Comment on I don't like this personally

squashkin@wolfballs.com ⁨2⁩ ⁨years⁩ ago

yeah on normie social media a lot of people have been calling out the msm for running fake stories about ukraine (not sure if the mobile crematoriums are real, and they have reused pictures from past conflicts)

I wanted to but refrained from commenting that perhaps the same was true of past wars like WW2 and maybe there are some popular beliefs that are propaganda

with the Holocaust, it's been suggested less died, and due to disease and lack of supplies more than trying to simply kill Jews. Which sounds reasonable, Hitler to me it seems probably wanted to expel rather than kill them.

Then I see a lot of denial with the Holodomor genocide by Communists. Maybe that number was lower, and maybe some of it was less deliberate like the "Holocaust". I really don't know as I wasn't there.

I think a lot of people today do not wish for those deaths in either conflict, whether they were deliberate or not, and how many there were.

And I'd imagine people who suffered through such conflicts are supportive of the freedom to discuss what actually happened.

Such bills like this aren't really criminalizing "denial" so much as taking away the freedom to discuss what actually happened and make the government in to the judge of what happened. Can be dangerous to do this. Perhaps an "official fact" is false, and it becomes illegal to point that out.

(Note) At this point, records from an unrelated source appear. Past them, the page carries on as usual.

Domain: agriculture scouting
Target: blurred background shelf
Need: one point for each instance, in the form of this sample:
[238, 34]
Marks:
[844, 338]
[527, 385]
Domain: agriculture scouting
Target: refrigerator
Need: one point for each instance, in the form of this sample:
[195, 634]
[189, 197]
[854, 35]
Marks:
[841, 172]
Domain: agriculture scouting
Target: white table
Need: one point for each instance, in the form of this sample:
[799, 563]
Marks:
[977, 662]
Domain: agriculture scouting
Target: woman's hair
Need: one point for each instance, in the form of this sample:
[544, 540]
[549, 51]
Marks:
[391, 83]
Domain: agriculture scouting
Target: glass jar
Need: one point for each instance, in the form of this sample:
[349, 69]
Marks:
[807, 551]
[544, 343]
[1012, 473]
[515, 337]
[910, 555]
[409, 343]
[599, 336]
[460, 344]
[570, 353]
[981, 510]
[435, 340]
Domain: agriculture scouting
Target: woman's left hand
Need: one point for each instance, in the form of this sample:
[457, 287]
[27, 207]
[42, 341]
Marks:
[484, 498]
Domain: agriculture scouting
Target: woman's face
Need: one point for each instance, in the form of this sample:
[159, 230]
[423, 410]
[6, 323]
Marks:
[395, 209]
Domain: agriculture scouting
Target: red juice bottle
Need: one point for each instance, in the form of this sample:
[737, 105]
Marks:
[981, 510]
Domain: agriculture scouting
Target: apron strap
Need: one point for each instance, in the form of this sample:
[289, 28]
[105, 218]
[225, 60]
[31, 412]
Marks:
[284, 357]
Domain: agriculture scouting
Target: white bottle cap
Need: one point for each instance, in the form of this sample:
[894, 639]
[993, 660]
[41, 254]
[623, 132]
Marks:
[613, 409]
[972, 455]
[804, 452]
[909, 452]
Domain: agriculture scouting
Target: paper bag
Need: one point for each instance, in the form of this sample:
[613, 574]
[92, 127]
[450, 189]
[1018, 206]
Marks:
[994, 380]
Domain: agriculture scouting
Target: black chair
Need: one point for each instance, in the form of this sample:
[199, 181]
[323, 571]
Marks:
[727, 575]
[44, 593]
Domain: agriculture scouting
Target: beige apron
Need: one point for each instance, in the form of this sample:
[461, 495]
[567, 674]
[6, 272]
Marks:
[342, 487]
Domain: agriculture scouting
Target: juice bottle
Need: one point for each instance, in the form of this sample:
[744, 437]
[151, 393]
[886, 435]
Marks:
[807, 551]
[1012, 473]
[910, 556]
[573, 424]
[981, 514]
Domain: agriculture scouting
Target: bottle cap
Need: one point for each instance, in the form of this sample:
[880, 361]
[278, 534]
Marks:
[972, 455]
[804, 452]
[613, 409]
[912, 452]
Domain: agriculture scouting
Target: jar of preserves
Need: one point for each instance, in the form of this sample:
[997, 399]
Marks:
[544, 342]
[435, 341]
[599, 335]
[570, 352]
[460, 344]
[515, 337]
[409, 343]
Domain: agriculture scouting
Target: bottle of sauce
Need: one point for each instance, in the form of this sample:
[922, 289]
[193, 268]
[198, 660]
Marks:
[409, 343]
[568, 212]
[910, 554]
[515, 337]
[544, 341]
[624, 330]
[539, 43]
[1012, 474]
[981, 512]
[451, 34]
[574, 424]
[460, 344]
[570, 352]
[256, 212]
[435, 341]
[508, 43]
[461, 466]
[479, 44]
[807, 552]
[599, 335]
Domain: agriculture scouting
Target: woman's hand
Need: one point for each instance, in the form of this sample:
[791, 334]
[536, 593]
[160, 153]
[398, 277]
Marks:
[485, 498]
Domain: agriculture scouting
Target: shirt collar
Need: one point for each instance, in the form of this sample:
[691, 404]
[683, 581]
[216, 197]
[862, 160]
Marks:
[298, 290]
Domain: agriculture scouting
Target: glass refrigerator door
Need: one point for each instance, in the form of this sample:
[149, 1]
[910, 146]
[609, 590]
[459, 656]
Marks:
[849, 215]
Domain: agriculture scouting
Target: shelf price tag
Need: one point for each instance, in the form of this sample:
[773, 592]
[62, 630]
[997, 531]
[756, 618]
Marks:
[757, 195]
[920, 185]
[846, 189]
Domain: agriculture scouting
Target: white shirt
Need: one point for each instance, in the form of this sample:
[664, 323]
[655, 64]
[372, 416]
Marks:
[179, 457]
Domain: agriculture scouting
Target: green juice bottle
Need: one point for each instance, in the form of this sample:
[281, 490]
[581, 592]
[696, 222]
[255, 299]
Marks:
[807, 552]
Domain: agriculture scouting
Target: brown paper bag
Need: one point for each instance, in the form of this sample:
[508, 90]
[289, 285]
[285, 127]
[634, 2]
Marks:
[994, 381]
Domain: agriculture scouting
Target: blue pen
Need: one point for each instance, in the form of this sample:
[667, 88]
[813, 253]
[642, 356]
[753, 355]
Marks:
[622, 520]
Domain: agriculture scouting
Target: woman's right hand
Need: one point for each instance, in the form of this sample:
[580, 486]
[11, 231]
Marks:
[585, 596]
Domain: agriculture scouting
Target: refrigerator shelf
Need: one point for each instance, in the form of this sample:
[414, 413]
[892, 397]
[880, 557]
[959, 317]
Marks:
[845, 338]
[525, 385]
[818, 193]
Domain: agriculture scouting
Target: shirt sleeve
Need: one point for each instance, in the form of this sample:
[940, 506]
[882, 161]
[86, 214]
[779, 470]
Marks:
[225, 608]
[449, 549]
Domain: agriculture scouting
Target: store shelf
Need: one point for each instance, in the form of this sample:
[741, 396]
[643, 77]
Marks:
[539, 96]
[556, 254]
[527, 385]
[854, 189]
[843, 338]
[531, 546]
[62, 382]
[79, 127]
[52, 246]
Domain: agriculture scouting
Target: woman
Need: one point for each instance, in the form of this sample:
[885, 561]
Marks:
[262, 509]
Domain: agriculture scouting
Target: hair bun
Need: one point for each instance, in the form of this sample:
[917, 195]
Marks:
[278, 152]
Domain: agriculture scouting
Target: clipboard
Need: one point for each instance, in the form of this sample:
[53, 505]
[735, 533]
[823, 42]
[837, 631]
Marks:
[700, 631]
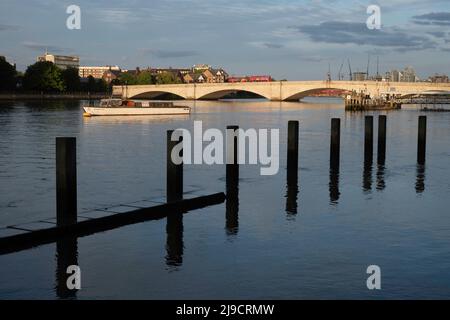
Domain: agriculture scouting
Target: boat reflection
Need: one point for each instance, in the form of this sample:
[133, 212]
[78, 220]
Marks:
[144, 119]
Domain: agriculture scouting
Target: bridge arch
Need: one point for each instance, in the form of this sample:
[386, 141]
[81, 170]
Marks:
[303, 94]
[219, 94]
[156, 94]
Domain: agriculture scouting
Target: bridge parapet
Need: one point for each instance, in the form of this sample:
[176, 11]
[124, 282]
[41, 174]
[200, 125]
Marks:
[277, 90]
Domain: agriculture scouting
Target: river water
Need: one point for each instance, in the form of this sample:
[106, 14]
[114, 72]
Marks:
[316, 243]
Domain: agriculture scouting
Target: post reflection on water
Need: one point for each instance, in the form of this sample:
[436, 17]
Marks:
[292, 191]
[334, 185]
[66, 255]
[232, 208]
[381, 183]
[174, 243]
[420, 179]
[367, 175]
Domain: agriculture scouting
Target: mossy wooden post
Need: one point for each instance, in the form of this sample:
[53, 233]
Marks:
[174, 186]
[292, 148]
[368, 139]
[66, 181]
[232, 174]
[422, 140]
[335, 143]
[381, 153]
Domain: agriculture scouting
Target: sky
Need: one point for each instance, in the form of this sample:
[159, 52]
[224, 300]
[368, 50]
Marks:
[288, 39]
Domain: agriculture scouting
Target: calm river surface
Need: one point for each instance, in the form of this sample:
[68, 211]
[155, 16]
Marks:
[316, 244]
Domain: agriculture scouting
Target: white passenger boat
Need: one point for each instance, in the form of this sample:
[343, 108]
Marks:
[119, 107]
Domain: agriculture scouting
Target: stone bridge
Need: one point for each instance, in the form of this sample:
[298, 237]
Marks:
[278, 90]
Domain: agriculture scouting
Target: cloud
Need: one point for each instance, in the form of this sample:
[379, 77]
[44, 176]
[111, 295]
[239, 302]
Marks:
[433, 18]
[273, 45]
[437, 34]
[44, 47]
[6, 27]
[167, 54]
[337, 32]
[118, 16]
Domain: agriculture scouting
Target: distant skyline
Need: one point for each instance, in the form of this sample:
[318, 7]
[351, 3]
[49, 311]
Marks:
[288, 39]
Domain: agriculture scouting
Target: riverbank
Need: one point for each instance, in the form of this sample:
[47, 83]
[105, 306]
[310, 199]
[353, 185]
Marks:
[50, 96]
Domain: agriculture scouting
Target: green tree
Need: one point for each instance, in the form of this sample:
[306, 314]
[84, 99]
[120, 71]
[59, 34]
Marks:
[43, 76]
[167, 78]
[71, 79]
[7, 75]
[145, 77]
[101, 86]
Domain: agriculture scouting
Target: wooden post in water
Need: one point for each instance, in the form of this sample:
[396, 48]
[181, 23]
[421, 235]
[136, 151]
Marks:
[66, 181]
[174, 184]
[381, 154]
[422, 140]
[368, 139]
[335, 143]
[292, 147]
[232, 174]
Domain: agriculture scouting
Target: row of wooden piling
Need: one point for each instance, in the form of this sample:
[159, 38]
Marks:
[369, 138]
[66, 161]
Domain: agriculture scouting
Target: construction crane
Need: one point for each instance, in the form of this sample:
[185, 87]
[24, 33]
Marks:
[350, 69]
[340, 75]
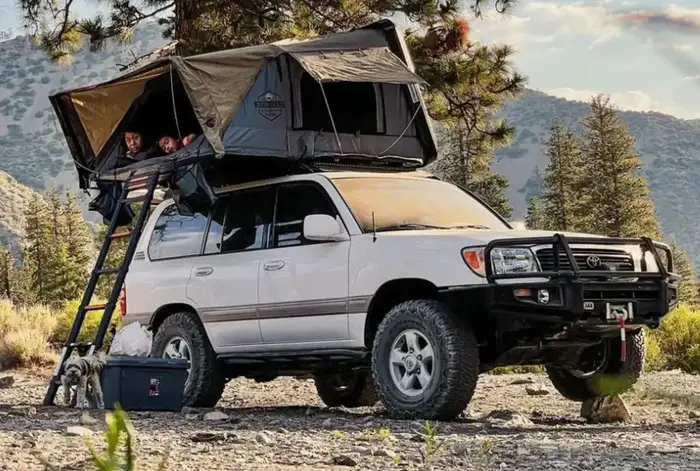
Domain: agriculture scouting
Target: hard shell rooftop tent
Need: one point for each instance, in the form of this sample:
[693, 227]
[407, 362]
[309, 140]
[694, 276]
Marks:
[346, 97]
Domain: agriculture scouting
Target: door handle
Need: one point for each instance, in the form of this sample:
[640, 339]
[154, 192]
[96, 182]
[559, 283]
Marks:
[275, 265]
[203, 271]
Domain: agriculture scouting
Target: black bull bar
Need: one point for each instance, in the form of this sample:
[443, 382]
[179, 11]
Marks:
[574, 282]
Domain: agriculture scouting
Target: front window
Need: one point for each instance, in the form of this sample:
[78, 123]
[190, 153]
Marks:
[401, 203]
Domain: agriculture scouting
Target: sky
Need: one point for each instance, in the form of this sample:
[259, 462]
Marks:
[574, 49]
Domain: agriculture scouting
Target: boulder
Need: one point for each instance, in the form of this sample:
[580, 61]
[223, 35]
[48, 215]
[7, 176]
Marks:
[606, 409]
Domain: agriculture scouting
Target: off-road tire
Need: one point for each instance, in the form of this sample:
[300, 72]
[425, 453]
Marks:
[457, 367]
[361, 393]
[206, 383]
[616, 378]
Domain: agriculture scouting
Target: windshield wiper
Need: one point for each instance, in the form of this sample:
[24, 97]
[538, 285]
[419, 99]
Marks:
[399, 227]
[470, 226]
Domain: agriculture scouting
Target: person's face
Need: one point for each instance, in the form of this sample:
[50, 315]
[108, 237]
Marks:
[133, 141]
[169, 144]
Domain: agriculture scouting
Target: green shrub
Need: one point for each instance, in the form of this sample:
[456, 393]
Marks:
[678, 342]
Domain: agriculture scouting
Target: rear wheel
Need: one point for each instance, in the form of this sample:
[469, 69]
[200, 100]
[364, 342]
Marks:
[181, 335]
[613, 376]
[354, 389]
[425, 361]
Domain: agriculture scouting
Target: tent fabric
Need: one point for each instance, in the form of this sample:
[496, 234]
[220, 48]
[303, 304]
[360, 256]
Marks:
[104, 107]
[377, 64]
[217, 85]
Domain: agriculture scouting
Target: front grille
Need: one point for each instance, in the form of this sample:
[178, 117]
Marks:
[610, 259]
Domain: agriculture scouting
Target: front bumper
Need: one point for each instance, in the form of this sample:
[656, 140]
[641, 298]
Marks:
[583, 298]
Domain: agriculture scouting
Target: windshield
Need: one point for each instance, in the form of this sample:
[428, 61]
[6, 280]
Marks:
[402, 203]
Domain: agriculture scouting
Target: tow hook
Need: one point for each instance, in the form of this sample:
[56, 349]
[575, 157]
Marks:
[623, 349]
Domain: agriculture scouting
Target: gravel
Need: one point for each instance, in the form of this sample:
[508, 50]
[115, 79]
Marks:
[282, 426]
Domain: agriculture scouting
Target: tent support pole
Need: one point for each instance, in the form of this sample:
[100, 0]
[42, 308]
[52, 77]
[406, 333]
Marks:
[328, 107]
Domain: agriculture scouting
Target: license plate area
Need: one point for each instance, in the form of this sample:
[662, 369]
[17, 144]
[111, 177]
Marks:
[615, 311]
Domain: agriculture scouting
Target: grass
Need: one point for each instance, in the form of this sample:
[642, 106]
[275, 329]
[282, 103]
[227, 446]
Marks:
[29, 335]
[675, 344]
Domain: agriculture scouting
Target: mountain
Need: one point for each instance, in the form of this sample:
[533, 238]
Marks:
[14, 198]
[33, 149]
[32, 146]
[669, 147]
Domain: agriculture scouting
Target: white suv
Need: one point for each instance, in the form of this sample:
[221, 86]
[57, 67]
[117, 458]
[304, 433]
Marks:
[396, 286]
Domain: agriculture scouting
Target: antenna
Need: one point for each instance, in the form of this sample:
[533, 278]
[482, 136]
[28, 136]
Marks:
[374, 229]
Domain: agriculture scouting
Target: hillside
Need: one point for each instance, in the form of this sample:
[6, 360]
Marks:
[33, 150]
[669, 147]
[32, 146]
[14, 198]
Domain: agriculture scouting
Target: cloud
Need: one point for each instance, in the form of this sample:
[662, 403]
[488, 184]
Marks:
[633, 100]
[541, 21]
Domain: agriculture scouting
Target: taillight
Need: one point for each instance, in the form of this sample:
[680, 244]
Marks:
[474, 258]
[122, 301]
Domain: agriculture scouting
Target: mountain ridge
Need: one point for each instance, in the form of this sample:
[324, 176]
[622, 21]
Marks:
[34, 152]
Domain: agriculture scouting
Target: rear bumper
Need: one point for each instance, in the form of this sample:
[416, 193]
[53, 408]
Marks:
[583, 298]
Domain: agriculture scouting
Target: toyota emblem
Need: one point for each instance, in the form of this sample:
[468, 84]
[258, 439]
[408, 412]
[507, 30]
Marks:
[593, 261]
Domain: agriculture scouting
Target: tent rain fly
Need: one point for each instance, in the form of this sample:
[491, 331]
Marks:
[346, 94]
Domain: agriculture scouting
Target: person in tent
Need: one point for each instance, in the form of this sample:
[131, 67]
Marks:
[135, 152]
[170, 144]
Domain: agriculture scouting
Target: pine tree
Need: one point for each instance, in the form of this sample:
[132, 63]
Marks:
[203, 26]
[7, 264]
[687, 291]
[618, 201]
[80, 247]
[535, 218]
[561, 197]
[45, 254]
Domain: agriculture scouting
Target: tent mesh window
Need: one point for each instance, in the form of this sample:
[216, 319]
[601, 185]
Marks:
[353, 105]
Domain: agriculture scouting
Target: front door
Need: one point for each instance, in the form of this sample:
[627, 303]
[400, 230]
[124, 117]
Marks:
[224, 280]
[303, 284]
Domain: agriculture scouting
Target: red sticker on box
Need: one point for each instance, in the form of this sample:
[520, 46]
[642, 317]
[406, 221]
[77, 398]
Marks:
[154, 389]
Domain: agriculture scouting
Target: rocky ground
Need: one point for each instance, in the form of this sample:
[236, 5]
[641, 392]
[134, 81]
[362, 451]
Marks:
[282, 425]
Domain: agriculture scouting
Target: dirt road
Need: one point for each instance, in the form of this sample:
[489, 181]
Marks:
[282, 425]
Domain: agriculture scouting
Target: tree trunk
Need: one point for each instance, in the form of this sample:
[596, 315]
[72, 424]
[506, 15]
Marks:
[186, 12]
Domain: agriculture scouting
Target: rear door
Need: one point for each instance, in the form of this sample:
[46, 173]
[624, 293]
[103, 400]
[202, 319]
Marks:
[224, 280]
[303, 283]
[163, 263]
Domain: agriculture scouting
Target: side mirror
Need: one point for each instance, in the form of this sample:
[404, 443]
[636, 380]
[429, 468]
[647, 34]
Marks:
[323, 227]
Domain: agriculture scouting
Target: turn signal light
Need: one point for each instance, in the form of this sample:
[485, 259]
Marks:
[474, 258]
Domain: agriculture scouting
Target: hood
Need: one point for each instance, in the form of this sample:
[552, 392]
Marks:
[482, 236]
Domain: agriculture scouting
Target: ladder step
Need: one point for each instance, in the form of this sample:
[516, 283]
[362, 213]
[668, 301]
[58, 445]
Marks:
[95, 307]
[79, 344]
[118, 235]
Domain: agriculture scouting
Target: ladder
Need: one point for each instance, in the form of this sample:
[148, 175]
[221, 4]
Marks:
[148, 182]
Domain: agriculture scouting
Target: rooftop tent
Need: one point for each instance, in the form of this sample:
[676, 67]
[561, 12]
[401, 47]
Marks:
[347, 95]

I guess a question I have is about what the harm is in "denying" the facts. Calls to violence are already illegal. But sadly there is a mass tragedy going on worse than Holocaust or Holomodor by the numbers, the abortion pandemic. Denial of this is legal, and the violence is legally protected by law in many places. So it is strange to see the priorities or lack of them by lawmakers. Would be nice to see criminalizing abortion rather than restricting the ability to speak about a past mass tragedy.